A Polícia Federal deflagrou, na manhã desta terça-feira (14), a quarta fase da Operação Mente Sã, que investiga o comércio e o uso indevido de drogas dentro do campus da Universidade Federal de Santa Maria (UFSM).
Nesta etapa, os agentes cumpriram dois mandados de busca e apreensão na Casa do Estudante da UFSM, tendo como alvo dois suspeitos de organizar pedidos e repasses de entorpecentes no ambiente acadêmico. Durante as diligências, foram apreendidos um aparelho celular e uma pequena quantidade de substância semelhante à maconha.

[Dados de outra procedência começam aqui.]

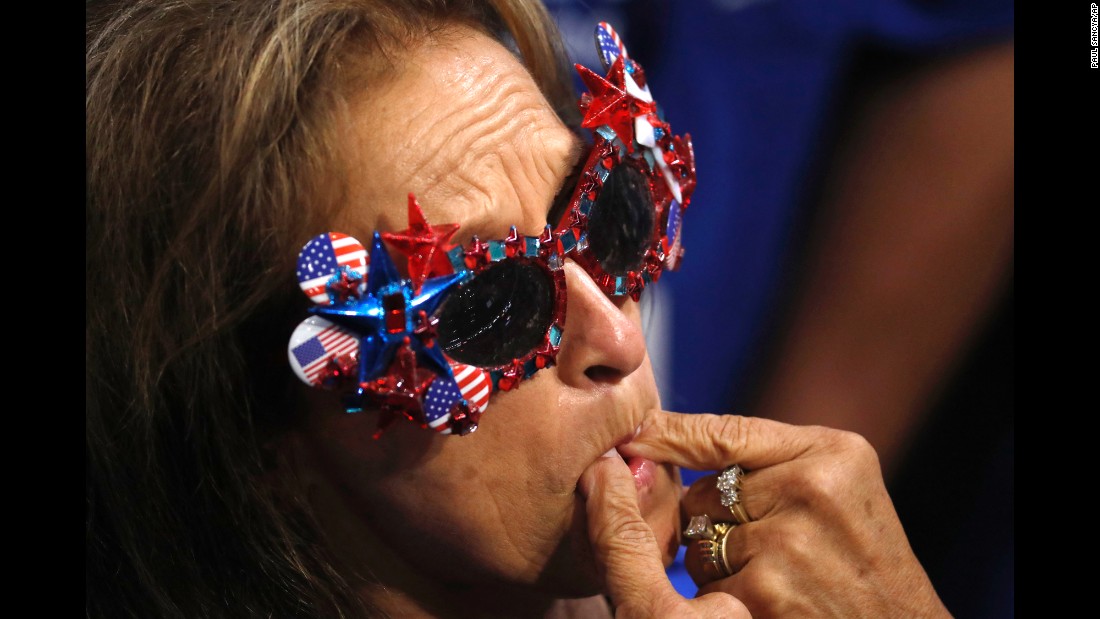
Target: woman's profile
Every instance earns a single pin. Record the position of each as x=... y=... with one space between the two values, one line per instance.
x=363 y=335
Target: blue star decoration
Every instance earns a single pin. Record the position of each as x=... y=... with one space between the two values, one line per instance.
x=387 y=316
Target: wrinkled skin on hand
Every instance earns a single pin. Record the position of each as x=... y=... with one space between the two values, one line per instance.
x=825 y=540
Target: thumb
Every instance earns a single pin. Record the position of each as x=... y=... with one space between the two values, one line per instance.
x=624 y=544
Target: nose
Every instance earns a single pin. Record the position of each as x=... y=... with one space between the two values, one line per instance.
x=602 y=340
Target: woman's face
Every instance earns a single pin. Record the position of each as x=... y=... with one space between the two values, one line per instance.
x=465 y=129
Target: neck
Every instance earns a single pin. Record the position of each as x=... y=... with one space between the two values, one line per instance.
x=430 y=600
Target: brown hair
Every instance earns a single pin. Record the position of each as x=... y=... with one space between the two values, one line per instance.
x=209 y=133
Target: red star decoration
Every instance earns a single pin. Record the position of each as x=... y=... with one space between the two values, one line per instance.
x=426 y=245
x=611 y=104
x=345 y=286
x=399 y=391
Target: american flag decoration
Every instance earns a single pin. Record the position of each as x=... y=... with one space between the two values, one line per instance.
x=314 y=343
x=322 y=257
x=672 y=256
x=471 y=385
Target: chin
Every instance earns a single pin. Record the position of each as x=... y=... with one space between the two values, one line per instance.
x=572 y=572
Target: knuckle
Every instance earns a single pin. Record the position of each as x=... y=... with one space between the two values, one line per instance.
x=734 y=432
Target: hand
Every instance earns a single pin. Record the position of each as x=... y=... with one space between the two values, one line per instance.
x=825 y=540
x=627 y=551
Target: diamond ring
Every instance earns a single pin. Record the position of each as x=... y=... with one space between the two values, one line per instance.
x=729 y=487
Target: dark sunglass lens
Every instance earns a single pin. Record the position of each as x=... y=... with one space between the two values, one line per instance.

As investigações tiveram início a partir de informações obtidas nas fases anteriores da operação, quando foram apreendidos celulares e identificados grupos de mensagens usados para a comercialização de drogas entre universitários.
De acordo com a PF, a ação desta terça-feira teve como objetivo aprofundar a identificação de outros envolvidos no esquema, além de coletar novos elementos de prova que possam subsidiar a continuidade das investigações.
Relembre o caso
Em 30 de junho, foi realizada a terceira fase da Operação Mente Sã, que tem como objetivo reprimir o tráfico e o uso coletivo de drogas no ambiente acadêmico da UFSM.
As investigações começaram na primeira fase da operação, deflagrada em dezembro de 2023, quando a Polícia Federal cumpriu seis mandados de busca e apreensão na Casa do Estudante da UFSM. Na ocasião, foram apreendidos celulares e entorpecentes. A operação teve origem em denúncias de que estudantes estariam utilizando áreas comuns da moradia estudantil para o uso coletivo de drogas, além de se organizarem para a compra e venda de entorpecentes.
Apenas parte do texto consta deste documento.